Andy Weir has been hailed as a new shining star in the science-fiction universe.
The Martian was a character-driven, page-turner that burned quickly by and left you wanting more. Artemis was largely forgettable (so much so that I struggled to recall if I’d read it only a year or so after it was published).
Now, Weir is back with Project Hail Mary — and the result is somewhere in between. While not quite as compellingly page-turning as The Martian, Project Hail Mary has at least lingered with me after the final pages were turned, unlike a certain sophomore novel by Weir.
Ryland Grace is a middle-school science teacher, who wakes up in a stark white room with no memory of how he got there. Grace’s memory slowly starts to return (in convenient chunks at just the right time for the story’s dramatic purposes) and he recalls that Earth is facing an extinction-level event and that he was one of the three people chosen to be sent into deep space to save himself and our planet. Grace’s two colleagues have perished, leaving him to piece together not only where he’s been, how he got there, but also what he needs to do so hopefully save the planet. And he’s also got to make the first contact with a new alien race.

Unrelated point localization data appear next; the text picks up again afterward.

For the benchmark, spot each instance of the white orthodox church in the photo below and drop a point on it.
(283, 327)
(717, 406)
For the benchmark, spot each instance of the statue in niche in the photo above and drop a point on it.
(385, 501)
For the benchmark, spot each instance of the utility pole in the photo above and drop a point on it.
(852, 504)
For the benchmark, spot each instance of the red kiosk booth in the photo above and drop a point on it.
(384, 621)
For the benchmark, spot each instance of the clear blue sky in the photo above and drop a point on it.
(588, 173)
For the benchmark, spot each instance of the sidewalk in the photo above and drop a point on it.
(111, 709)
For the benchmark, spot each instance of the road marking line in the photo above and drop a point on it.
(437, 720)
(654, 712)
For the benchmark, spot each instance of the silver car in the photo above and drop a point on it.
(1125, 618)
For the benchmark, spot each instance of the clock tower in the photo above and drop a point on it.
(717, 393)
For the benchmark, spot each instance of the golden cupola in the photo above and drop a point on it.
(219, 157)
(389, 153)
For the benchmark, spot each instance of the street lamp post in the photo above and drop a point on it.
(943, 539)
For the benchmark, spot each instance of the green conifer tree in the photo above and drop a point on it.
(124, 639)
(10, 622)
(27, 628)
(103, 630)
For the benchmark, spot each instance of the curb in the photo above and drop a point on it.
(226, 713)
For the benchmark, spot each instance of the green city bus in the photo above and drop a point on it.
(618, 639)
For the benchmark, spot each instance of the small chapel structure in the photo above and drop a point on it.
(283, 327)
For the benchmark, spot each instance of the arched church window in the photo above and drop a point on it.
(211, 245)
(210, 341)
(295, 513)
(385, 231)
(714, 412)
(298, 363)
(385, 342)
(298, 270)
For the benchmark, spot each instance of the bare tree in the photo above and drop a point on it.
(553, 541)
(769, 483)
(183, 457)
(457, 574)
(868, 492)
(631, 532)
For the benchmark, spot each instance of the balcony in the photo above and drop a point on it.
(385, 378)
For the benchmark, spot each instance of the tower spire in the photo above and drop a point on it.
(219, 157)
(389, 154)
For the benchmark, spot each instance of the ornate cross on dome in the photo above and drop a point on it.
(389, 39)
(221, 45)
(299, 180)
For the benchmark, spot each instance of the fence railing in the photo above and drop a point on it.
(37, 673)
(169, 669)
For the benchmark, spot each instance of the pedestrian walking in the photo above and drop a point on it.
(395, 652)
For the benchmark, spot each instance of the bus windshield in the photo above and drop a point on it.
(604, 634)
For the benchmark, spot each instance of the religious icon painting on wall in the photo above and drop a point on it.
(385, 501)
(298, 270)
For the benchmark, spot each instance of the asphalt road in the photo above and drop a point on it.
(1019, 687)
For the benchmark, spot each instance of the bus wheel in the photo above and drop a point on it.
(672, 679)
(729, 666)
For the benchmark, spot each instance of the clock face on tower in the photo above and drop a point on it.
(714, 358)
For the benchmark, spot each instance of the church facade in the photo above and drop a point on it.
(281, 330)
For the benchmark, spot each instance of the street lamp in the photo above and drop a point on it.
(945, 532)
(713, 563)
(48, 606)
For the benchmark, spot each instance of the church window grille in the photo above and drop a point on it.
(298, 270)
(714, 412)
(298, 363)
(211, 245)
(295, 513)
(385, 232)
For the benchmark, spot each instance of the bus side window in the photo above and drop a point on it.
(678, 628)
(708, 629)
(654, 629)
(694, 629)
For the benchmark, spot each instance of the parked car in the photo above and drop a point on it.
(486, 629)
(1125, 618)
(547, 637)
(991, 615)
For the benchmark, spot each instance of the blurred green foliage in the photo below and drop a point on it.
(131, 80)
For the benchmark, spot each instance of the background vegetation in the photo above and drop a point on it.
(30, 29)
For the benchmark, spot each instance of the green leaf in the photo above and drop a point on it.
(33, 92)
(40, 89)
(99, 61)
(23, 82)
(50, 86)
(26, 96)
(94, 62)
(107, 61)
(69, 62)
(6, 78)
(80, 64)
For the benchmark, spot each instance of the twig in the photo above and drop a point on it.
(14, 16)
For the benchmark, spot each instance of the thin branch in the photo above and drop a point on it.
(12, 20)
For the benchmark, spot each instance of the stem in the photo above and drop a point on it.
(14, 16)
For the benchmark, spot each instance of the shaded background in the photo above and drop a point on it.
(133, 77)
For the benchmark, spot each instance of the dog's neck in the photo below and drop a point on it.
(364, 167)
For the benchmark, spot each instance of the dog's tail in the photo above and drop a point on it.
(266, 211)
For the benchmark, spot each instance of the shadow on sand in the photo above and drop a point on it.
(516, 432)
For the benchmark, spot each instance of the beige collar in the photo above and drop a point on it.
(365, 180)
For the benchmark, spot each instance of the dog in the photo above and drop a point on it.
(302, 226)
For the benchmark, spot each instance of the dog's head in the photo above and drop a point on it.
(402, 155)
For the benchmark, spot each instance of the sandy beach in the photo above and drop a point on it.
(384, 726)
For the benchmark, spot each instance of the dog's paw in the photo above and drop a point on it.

Grace may not seem like the most likely or likable choice to go on a mission to save humanity. And Weir does his best to make Grace a character we can sympathize with and root for. The problem is that I never quite developed the same investment in Grace that I did in Mark in The Martian. Mark was gifted in certain areas, but never came off as smarmy or overly smug, Grace does. I kept wanting to like Grace but I never found myself rooting for him in the same way as Mark.
Which is all well and good. I don’t expect an author to write the same book over and over again. But what I do hope is the author will find a way to engage me across each of his or her novels. Weir did that with The Martian but failed to do so in his last two books. The dilemma that Grace faces is intriguing enough. It’s just there are long stretches of the book when I feel like Weir is trying too hard to prove the science behind his science-fiction and not necessarily engaging the reader.
Project Hail Mary isn’t quite the triumphant return I’d hoped Weir would have. It’s good, it’s (for the most part) readable. But it never quite got its hooks into me in the way I’d hope it would. This one may drop Weir from my list of automatic reads.
In the interest of full disclosure, I received a digital ARC of this book in exchange for an honest review.